Mais elle ne comptait pas partir.

« Ce n’est pas grave, je vais attendre, » dit-elle en se dirigeant vers la chambre de l’enfant.

L’hôtesse retourna à la cuisine. Bientôt la visiteuse la rejoignit.

« Oh, tu as coupé les pommes de terre un peu grosses, » commença-t-elle. « Je vois que tu as une pile de couches non repassées. Quand vas-tu les repasser ? »

« Dès que j’aurai fini le dîner. Mais si tu veux, tu peux m’aider. »

« Pas question. J’ai élevé Vlad toute seule, sans l’aide de ma mère ni de grand-mère. Et je ne me suis jamais plainte. D’ailleurs, Natasha n’a pas ce bazar. »

« Elena Grigorievna, pourquoi tu ramènes toujours Natasha ? Accepte que je sois la femme de Vlad, pas elle. Elle doit être heureuse de ne pas avoir une belle-mère comme toi. »

« Ne dis pas ça ! » s’offusqua la femme. « J’ai de très bonnes relations avec elle. Et tu devrais prendre mes remarques en compte et corriger tes erreurs ! Et ne pense pas retenir mon fils grâce à un enfant. S’il décide de te quitter, je le soutiendrai ! »

« Il arrêtera probablement de te parler en premier. »

« N’y compte pas ! »

Elles échangèrent encore quelques paroles désagréables.

« Sors de ma maison, » ordonna Karina. Elena Grigorievna, sans attendre que le bébé se réveille, quitta fièrement l’appartement.

« Maintenant j’espère qu’elle aura trop de fierté pour revenir, » espérait la jeune femme. Elle raconta tout à son mari ce soir-là, mais lui avait déjà entendu la version de sa mère avant de rentrer. Elena Grigorievna, fidèle à son habitude, avait parlé en mal de sa belle-fille et dit qu’elle était blessée et qu’on l’avait expulsée.

Vlad espérait aussi qu’après ça, sa mère les laisserait tranquilles un moment. Mais elle revint encore, et encore — quand le mari travaillait.

Elle arriva et frappa.

« Que veux-tu ? » demanda Karina sans ouvrir. Elle vit sa belle-mère par le judas et décida de ne pas ouvrir. « Je pense que tu as déjà tout dit hier. »

« En fait, je suis venue chez mon fils ! Et je veux garder mon petit-fils ! » La femme derrière la porte ne voulait pas partir.
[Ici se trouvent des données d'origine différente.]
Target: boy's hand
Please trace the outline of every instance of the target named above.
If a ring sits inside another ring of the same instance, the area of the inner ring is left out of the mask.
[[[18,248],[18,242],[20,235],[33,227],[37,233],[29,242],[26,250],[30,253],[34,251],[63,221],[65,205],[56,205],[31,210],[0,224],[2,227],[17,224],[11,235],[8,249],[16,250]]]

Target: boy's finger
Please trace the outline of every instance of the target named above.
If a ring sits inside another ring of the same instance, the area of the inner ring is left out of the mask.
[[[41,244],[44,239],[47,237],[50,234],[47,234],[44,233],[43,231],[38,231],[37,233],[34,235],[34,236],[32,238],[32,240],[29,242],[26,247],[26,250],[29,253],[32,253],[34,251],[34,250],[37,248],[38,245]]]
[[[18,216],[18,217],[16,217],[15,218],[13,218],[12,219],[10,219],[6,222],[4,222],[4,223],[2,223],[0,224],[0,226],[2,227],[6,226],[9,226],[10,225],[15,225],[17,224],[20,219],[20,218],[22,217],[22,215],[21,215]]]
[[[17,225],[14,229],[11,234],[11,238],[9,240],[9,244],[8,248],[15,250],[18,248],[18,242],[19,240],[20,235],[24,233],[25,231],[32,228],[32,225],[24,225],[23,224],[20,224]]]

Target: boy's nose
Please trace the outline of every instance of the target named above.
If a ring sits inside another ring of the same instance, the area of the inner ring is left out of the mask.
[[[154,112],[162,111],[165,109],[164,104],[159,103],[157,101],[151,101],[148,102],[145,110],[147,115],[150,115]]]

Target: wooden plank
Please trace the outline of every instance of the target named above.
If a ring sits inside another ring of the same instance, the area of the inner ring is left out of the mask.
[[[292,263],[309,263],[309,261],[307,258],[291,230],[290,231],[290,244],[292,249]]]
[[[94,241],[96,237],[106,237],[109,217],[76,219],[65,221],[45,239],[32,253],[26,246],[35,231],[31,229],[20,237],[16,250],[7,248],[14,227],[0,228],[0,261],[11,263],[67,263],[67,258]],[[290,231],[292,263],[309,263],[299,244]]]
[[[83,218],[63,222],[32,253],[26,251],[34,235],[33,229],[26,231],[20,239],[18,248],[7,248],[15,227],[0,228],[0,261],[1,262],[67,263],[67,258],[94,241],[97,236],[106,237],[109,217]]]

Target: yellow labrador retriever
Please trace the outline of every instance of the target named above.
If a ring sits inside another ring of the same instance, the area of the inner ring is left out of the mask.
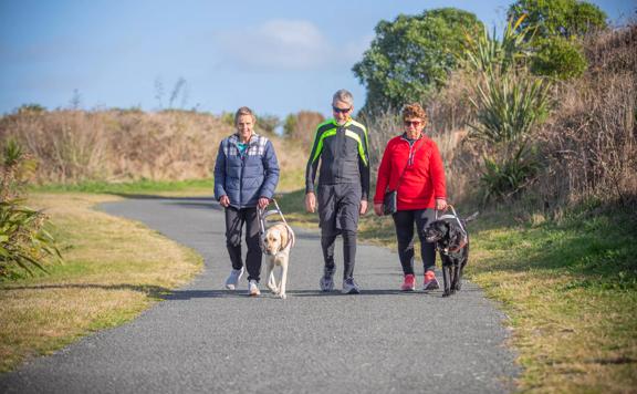
[[[294,246],[294,231],[284,222],[276,222],[265,230],[262,236],[263,253],[268,256],[265,278],[268,289],[272,293],[285,299],[285,282],[288,281],[288,262],[290,260],[290,249]],[[274,279],[274,267],[281,267],[281,278],[279,286]]]

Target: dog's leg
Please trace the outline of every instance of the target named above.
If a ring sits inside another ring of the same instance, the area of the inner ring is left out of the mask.
[[[268,263],[265,265],[265,278],[268,280],[268,289],[270,289],[270,291],[272,291],[272,293],[276,294],[278,290],[276,289],[276,282],[274,281],[274,272],[272,272],[274,270],[274,261],[269,260]]]
[[[285,299],[288,296],[285,294],[285,283],[288,282],[288,259],[281,262],[281,280],[279,284],[281,286],[279,297]]]
[[[451,287],[449,288],[449,293],[453,294],[456,292],[456,287],[458,286],[458,274],[460,272],[460,268],[458,267],[459,262],[453,262],[453,266],[451,268],[451,278],[453,278],[451,280]]]
[[[449,290],[451,287],[451,261],[447,261],[447,259],[442,259],[442,286],[445,287],[445,291],[442,291],[442,297],[449,297],[451,291]]]
[[[456,283],[456,290],[458,291],[460,291],[460,288],[462,287],[462,271],[464,271],[464,266],[467,266],[467,258],[464,258],[464,260],[460,265],[459,269],[460,272],[458,273],[458,283]]]

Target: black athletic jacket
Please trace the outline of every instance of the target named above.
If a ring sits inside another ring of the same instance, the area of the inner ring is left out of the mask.
[[[349,118],[340,126],[334,118],[316,127],[312,153],[305,169],[305,193],[314,191],[314,179],[321,162],[320,185],[361,183],[362,198],[369,195],[369,154],[367,129]]]

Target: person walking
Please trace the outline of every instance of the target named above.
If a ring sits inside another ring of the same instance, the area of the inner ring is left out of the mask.
[[[414,291],[414,225],[420,239],[420,257],[425,268],[424,290],[439,289],[434,272],[436,248],[425,239],[425,228],[435,220],[436,209],[447,209],[445,168],[436,143],[422,132],[427,114],[420,104],[403,110],[404,132],[387,143],[378,168],[374,212],[384,214],[384,195],[397,190],[396,212],[391,216],[403,266],[404,291]]]
[[[226,288],[236,290],[243,276],[241,232],[246,225],[248,253],[248,291],[259,296],[261,247],[257,207],[263,209],[272,199],[279,183],[279,162],[274,146],[254,133],[257,117],[247,106],[234,114],[237,133],[221,141],[215,163],[215,198],[226,211],[226,246],[232,270]]]
[[[316,127],[305,172],[305,209],[318,206],[321,248],[325,262],[318,282],[322,291],[334,289],[334,242],[343,237],[343,288],[346,294],[361,289],[354,280],[358,217],[367,211],[369,195],[369,155],[367,129],[352,118],[354,97],[340,90],[332,97],[333,118]],[[314,184],[316,173],[317,185]]]

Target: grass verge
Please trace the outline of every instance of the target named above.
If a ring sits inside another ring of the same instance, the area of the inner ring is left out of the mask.
[[[468,276],[502,303],[528,392],[637,387],[633,212],[573,214],[473,231]]]
[[[300,190],[280,203],[294,225],[316,226],[302,201]],[[510,345],[523,367],[519,390],[635,392],[635,212],[583,207],[557,221],[537,215],[521,221],[513,216],[518,215],[500,210],[471,222],[466,274],[509,317],[504,324],[513,329]],[[396,247],[388,217],[368,212],[361,218],[358,235],[367,242]]]
[[[48,266],[50,274],[0,282],[0,372],[132,320],[201,269],[192,250],[91,209],[116,199],[86,194],[30,198],[31,206],[51,216],[65,262]]]

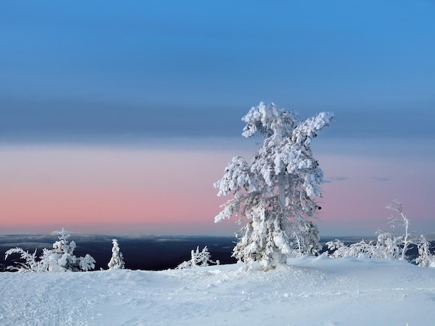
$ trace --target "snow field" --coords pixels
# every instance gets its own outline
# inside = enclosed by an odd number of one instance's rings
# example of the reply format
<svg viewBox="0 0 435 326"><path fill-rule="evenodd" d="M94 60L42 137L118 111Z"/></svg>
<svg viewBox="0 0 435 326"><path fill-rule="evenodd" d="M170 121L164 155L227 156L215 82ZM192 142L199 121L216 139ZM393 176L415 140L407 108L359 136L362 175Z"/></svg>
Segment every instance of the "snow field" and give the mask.
<svg viewBox="0 0 435 326"><path fill-rule="evenodd" d="M435 268L325 256L263 272L0 273L3 325L429 325Z"/></svg>

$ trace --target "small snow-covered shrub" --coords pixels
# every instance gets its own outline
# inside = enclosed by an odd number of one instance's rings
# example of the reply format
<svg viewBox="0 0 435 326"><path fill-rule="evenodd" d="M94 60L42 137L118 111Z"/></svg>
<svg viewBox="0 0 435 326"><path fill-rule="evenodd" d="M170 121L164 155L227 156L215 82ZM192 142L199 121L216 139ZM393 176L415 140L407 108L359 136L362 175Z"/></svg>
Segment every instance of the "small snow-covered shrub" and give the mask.
<svg viewBox="0 0 435 326"><path fill-rule="evenodd" d="M316 198L322 196L323 172L311 143L333 117L320 112L302 119L293 110L261 102L242 118L242 135L258 135L263 141L251 163L233 157L214 184L218 196L233 196L215 222L234 216L240 225L246 218L232 257L247 269L258 261L268 271L285 264L287 257L320 251L318 231L309 220L320 209Z"/></svg>
<svg viewBox="0 0 435 326"><path fill-rule="evenodd" d="M192 267L202 267L208 266L208 263L214 263L211 259L211 255L206 246L202 251L199 252L199 246L197 247L197 250L190 252L191 259L187 261L183 261L176 269L191 268Z"/></svg>
<svg viewBox="0 0 435 326"><path fill-rule="evenodd" d="M76 257L73 253L76 248L74 241L68 241L70 234L62 229L59 232L59 240L53 243L53 249L44 248L39 260L36 259L36 250L29 254L20 248L10 249L6 252L5 259L11 254L20 254L20 259L25 262L19 263L17 267L9 267L19 272L63 272L71 271L90 271L95 267L95 259L87 254L84 257Z"/></svg>
<svg viewBox="0 0 435 326"><path fill-rule="evenodd" d="M113 244L112 247L112 258L110 258L110 261L107 266L109 269L123 269L125 267L125 264L124 263L122 252L120 251L118 241L116 239L112 239L112 243Z"/></svg>
<svg viewBox="0 0 435 326"><path fill-rule="evenodd" d="M8 266L9 270L16 270L19 272L40 272L42 271L42 261L36 259L36 249L33 254L28 252L28 251L24 251L21 248L13 248L9 249L5 252L5 259L13 254L19 254L19 259L24 261L24 262L18 262L19 267Z"/></svg>
<svg viewBox="0 0 435 326"><path fill-rule="evenodd" d="M334 258L364 256L375 259L409 261L407 252L412 246L415 246L418 250L418 257L415 259L416 264L421 266L430 266L435 261L435 256L430 251L429 243L423 234L409 232L409 219L402 211L402 203L396 199L386 208L396 213L396 215L389 218L391 220L390 223L392 232L378 230L376 232L377 241L375 244L372 241L367 243L363 240L348 246L340 240L327 242L326 245L330 252L327 255ZM396 225L404 228L403 234L395 234Z"/></svg>

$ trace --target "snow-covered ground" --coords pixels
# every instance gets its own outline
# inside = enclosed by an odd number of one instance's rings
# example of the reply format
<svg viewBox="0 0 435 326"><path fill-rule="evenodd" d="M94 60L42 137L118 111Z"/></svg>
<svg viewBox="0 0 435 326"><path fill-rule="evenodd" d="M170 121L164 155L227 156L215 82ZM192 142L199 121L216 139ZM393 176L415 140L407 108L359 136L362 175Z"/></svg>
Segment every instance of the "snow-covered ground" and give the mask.
<svg viewBox="0 0 435 326"><path fill-rule="evenodd" d="M268 272L0 273L2 325L435 325L435 268L325 256Z"/></svg>

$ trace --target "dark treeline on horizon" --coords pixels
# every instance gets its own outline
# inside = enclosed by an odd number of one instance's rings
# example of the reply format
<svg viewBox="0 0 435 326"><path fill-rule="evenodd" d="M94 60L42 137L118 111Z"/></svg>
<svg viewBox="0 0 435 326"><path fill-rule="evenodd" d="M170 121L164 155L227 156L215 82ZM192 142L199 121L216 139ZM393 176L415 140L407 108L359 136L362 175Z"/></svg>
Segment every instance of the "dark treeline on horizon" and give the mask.
<svg viewBox="0 0 435 326"><path fill-rule="evenodd" d="M347 245L361 241L361 237L339 237ZM83 257L90 254L96 261L95 271L108 269L107 264L112 256L112 239L106 235L86 235L73 234L69 238L76 244L74 255ZM201 237L201 236L145 236L117 237L121 252L124 255L125 268L132 270L163 271L177 267L179 264L190 259L190 250L199 250L207 246L211 254L211 259L219 260L221 264L234 264L231 257L236 239L234 237ZM322 238L322 245L334 240L334 237ZM365 239L366 241L376 238ZM19 255L11 255L4 259L4 253L8 249L19 247L33 253L38 249L37 256L42 252L42 248L51 248L57 241L56 235L40 234L6 234L0 235L0 272L6 271L9 266L15 265ZM431 244L435 246L435 241ZM324 246L324 250L326 248ZM411 248L408 255L415 258L418 252Z"/></svg>

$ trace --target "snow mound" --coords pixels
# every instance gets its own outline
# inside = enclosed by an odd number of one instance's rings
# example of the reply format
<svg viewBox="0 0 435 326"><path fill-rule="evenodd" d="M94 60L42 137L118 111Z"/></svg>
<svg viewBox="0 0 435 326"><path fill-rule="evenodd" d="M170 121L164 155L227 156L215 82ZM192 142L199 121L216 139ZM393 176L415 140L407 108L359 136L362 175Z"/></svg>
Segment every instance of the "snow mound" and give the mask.
<svg viewBox="0 0 435 326"><path fill-rule="evenodd" d="M325 256L243 265L0 273L1 325L432 325L435 268Z"/></svg>

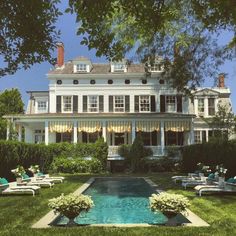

« Ton fils n’est pas là. Et quand il rentrera, parle-lui dehors ou ailleurs ! Et ce serait mieux que le petit ne connaisse pas une grand-mère pareille ! Va garder chez Natasha, elle sera ravie. »

Elena Grigorievna se mit à frapper plus fort et exigea qu’on lui ouvre. Puis elle appela son fils.

Vlad arriva une heure plus tard. Pendant tout ce temps, sa mère resta devant la porte, immobile. Elle s’attendait à ce que son fils la défende et remette sa femme à sa place. Mais il posa juste son bras sur les épaules d’Elena Grigorievna et la conduisit dehors.

« Arrête d’interférer dans ma famille, » lui dit-il en la regardant dans les yeux.

« Fils, c’est ta famille ! »

« Tu es ma mère. Mais ma femme et mon enfant sont plus importants. Si tu continues à interférer, je devrai couper tout contact avec toi et déménager avec ma famille dans une autre ville. »

Elena Grigorievna se porta la main à la poitrine.

« Veux-tu renier ta propre mère ? » s’exclama-t-elle.

« Je veux la paix. Oh, voici ton taxi. Pars, maman. Désolé, mais tu n’es pas la bienvenue ici. »

Vlad tourna vite les talons et entra dans l’immeuble en courant presque. Cela lui faisait mal de dire de telles choses à sa mère et il ne voulait pas voir sa déception.

Elena Grigorievna pleura. Puis appela son amie — la mère de Natasha — et demanda à la voir. Elle en voulait toujours à ses enfants et ne leur parlait plus depuis longtemps. Vlad et Karina s’en réjouissaient.